O sistema de pagamentos instantâneos brasileiro, o Pix, que já virou parte do dia a dia de milhões de brasileiros, acaba de entrar no centro de uma disputa internacional. O presidente dos Estados Unidos, Donald Trump, intensificou nos últimos dias seus ataques ao Pix, num movimento que, segundo analistas, tem menos a ver com segurança ou política e mais com dinheiro – muito dinheiro.
De acordo com um documento do Escritório do Representante Comercial dos EUA (USTR), os americanos monitoram o crescimento do Pix desde 2022 e têm expressado “preocupações” sobre o impacto do sistema nos negócios globais de empresas como Visa, Mastercard e Meta (WhatsApp Pay). A justificativa de Trump para um possível “tarifaço” sobre exportações brasileiras – de até 50% – estaria oficialmente relacionada a “práticas comerciais desleais”. Mas, nos bastidores, o real incômodo parece estar no fato de que o Pix derrubou receitas bilionárias dessas companhias no Brasil.
E os números ajudam a entender o motivo. O Pix já conta com quase 160 milhões de usuários e movimentou mais de R$ 26 trilhões só em 2024. Para se ter ideia, esse valor é mais de seis vezes maior que o total de todas as transações com cartões no mesmo período. Em pouco tempo, o Pix superou o uso de dinheiro, cartões de débito e crédito – e se tornou o meio de pagamento favorito no Brasil.
A economista Alessandra Ribeiro, da consultoria Tendências, explica que o avanço do Pix gerou perdas diretas às operadoras de cartão. Em 2020, os cartões de crédito respondiam por 22% das transações no país; agora, esse número caiu para 14%. No caso dos cartões de débito, a queda foi ainda maior: de 25% para 11%. Enquanto isso, o Pix cresce em todos os segmentos, inclusive no e-commerce, onde já representa 41% das compras online, à frente dos cartões.

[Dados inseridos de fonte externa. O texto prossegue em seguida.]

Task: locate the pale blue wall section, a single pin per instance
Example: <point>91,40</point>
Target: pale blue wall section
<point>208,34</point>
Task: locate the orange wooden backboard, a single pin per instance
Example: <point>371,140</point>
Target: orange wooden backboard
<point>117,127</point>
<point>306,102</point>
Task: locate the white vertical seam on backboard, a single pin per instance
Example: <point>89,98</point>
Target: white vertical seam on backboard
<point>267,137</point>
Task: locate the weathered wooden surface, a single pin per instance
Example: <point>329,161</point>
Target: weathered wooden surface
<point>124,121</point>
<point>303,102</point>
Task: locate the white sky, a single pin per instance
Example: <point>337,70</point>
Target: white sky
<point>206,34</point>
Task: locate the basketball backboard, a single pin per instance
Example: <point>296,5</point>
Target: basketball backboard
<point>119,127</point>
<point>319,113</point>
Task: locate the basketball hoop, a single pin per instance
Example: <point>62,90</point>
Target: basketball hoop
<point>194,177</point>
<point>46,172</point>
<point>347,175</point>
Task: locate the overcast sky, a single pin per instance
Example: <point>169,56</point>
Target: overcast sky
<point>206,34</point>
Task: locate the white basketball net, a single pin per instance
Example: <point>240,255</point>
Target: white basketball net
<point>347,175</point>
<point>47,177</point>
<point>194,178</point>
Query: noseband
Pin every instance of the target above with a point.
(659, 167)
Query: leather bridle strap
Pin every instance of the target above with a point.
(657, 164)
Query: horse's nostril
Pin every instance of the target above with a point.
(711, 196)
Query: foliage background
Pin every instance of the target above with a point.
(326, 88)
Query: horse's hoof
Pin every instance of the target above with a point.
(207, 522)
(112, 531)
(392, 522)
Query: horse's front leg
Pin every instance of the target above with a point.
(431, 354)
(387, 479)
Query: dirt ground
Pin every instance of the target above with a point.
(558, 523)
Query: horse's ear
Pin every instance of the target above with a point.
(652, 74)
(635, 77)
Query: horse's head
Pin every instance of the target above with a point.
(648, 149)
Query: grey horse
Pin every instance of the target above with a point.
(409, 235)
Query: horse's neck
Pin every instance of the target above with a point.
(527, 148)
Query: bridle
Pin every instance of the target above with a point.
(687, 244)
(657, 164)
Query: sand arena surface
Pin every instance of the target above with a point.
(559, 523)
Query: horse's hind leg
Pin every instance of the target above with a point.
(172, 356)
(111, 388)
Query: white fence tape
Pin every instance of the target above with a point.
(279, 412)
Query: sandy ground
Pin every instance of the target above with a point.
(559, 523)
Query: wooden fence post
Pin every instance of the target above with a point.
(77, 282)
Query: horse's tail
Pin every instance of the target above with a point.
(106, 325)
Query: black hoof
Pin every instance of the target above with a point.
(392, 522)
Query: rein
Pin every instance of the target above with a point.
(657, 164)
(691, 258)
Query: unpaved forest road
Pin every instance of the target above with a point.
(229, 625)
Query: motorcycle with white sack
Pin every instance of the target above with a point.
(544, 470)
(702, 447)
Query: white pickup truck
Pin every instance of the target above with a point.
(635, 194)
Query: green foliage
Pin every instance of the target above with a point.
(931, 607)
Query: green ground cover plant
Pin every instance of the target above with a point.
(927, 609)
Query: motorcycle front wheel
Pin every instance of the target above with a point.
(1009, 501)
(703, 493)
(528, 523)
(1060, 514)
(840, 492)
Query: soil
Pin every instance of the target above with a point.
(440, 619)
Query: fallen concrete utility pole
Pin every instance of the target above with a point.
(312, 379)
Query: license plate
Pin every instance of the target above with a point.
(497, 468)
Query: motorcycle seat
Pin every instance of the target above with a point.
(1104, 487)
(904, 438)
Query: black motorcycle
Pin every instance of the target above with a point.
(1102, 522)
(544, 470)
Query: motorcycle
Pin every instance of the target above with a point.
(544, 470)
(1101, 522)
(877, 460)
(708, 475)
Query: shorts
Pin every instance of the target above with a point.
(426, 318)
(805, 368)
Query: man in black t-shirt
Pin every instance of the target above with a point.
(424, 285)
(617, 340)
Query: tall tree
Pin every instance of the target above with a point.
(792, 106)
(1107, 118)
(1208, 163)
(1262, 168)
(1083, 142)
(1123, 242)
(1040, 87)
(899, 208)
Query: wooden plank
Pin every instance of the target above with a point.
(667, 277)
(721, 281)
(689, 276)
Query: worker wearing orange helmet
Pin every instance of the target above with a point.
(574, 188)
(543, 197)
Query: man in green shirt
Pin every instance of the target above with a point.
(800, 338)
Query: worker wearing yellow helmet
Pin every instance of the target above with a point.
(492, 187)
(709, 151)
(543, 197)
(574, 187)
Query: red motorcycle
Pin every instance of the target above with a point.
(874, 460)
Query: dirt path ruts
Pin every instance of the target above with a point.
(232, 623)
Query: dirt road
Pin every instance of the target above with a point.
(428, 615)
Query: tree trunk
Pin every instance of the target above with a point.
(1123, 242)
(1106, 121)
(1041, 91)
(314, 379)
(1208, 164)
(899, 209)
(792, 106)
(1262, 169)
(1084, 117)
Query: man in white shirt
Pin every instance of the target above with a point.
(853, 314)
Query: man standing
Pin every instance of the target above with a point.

A partir de setembro deste ano, o sistema vai incorporar uma funcionalidade que promete mexer ainda mais com o mercado: o parcelamento via Pix. Sem limite de crédito e com juros menores que os praticados pelas operadoras de cartão, a novidade pode beneficiar cerca de 60 milhões de brasileiros que hoje não têm acesso ao crédito tradicional. E o melhor: o lojista recebe o valor cheio na hora.
A reação dos EUA, nesse contexto, parece um reflexo direto da perda de influência econômica. Para muitos especialistas, as críticas de Trump ao Pix são uma tentativa de frear um modelo que está sendo visto com interesse por outros países emergentes. É o caso da China, por exemplo, que acompanha de perto o avanço do Pix e tem interesse em sistemas parecidos de pagamentos digitais que priorizem inclusão, soberania e baixo custo.
Em tempos de disputa por influência global, a tecnologia se tornou um campo de batalha. O Pix, desenvolvido por servidores públicos brasileiros, com código nacional e controle do Banco Central, representa mais do que um aplicativo no celular: ele é um símbolo de independência digital. “É natural que isso incomode grandes corporações e governos que lucravam com taxas e intermediações caras”, resume Ribeiro.
O episódio também coloca luz sobre um dilema que vai além do Pix. Em um mundo cada vez mais conectado, quem controla os meios de pagamento, controla parte da economia. O Brasil, ao criar uma solução própria, acessível e inovadora, mostra que é possível quebrar monopólios e colocar as pessoas no centro da política financeira.
Para o consumidor comum, pode parecer apenas uma escolha entre usar cartão ou QR code. Mas, nos bastidores, essa disputa está redefinindo o futuro do dinheiro — e, como mostra o caso do Pix, o Brasil está na vanguarda dessa mudança.